Titel:The Great Composers - Reviews and Bombardmemts
Auteur(s):
Jaar:1978
Uitgever:University of California Press
Waardering:

Bernard Shaw - The Great ComposersBernard Shaw is voornamelijk bekend als toneelschrijver en socialistisch activist, maar daarnaast had hij ook een actieve loopbaan als muziekrecensent voor een aantal kranten en tijdschriften. The Great Composers is een bundeling van de belangrijkste artikelen die Shaw vanaf de jaren zeventig van de negentiende eeuw schreef. De bundel valt uiteen in vier delen waarbinnen de artikelen van Shaw veelal zijn gegroepeerd op componist. De vier delen omvatten algemene beschouwingen, verslagen uit de concertzaal, de opera en een kort segment over Engelse muziek.

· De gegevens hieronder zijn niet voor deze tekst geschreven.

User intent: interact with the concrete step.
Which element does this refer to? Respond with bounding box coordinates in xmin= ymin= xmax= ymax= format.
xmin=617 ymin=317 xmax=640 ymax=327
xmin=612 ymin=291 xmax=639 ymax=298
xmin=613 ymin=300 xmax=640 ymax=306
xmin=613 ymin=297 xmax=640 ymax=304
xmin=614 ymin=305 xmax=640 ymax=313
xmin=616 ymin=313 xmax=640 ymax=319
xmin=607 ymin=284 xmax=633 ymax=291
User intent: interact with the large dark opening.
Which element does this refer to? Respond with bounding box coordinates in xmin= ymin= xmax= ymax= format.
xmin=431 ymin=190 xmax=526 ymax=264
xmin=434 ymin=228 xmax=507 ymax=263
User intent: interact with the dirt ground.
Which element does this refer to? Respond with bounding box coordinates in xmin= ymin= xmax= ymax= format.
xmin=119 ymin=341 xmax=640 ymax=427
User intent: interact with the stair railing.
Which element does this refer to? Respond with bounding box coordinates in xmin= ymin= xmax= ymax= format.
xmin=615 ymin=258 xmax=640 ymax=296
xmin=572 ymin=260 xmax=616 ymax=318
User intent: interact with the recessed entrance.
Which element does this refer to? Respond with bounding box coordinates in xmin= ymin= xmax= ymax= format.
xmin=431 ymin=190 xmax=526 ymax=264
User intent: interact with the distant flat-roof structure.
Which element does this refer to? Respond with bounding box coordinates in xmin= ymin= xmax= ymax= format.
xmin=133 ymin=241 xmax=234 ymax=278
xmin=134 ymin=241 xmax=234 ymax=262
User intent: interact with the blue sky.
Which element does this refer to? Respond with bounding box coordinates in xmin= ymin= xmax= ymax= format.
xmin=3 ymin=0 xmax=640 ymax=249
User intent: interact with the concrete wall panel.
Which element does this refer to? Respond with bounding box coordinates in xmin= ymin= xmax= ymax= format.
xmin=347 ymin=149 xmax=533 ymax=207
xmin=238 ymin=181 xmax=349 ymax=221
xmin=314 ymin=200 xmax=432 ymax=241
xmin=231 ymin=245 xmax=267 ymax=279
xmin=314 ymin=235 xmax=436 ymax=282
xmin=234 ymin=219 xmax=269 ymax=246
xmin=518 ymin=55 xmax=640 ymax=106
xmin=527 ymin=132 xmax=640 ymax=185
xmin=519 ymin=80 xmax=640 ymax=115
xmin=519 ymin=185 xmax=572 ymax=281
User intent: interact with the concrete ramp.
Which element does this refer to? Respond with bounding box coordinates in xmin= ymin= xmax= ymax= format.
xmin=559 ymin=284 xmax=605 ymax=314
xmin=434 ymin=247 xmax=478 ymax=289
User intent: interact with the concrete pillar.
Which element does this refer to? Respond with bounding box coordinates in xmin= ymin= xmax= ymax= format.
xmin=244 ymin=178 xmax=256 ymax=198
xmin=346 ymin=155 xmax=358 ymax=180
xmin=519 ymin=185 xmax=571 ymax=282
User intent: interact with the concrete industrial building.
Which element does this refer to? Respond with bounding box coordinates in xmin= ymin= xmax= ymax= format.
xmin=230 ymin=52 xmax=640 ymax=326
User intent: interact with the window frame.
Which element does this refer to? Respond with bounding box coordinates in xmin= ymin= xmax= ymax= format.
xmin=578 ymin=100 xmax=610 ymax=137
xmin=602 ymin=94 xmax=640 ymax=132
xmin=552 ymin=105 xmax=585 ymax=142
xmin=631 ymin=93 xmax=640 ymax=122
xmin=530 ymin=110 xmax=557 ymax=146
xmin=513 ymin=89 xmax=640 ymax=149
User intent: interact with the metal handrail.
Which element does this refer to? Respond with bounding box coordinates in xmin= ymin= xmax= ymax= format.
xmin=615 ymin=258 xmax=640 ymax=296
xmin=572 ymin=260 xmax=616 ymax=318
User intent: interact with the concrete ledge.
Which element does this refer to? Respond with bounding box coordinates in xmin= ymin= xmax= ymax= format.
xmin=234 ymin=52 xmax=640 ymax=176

Als recensent was Bernard Shaw vaak venijnig en niet snel tevreden, maar bijna altijd betreft het een onderbouwde stellingname. Op de man gespeelde kritiek is iets waar Shaw niets van moet hebben, zo blijkt ook uit zijn open brief aan Ernest Newman na diens vernietigende recensie van Strauss’ opera Elektra in The Nation (“abominable ugliness and noise”).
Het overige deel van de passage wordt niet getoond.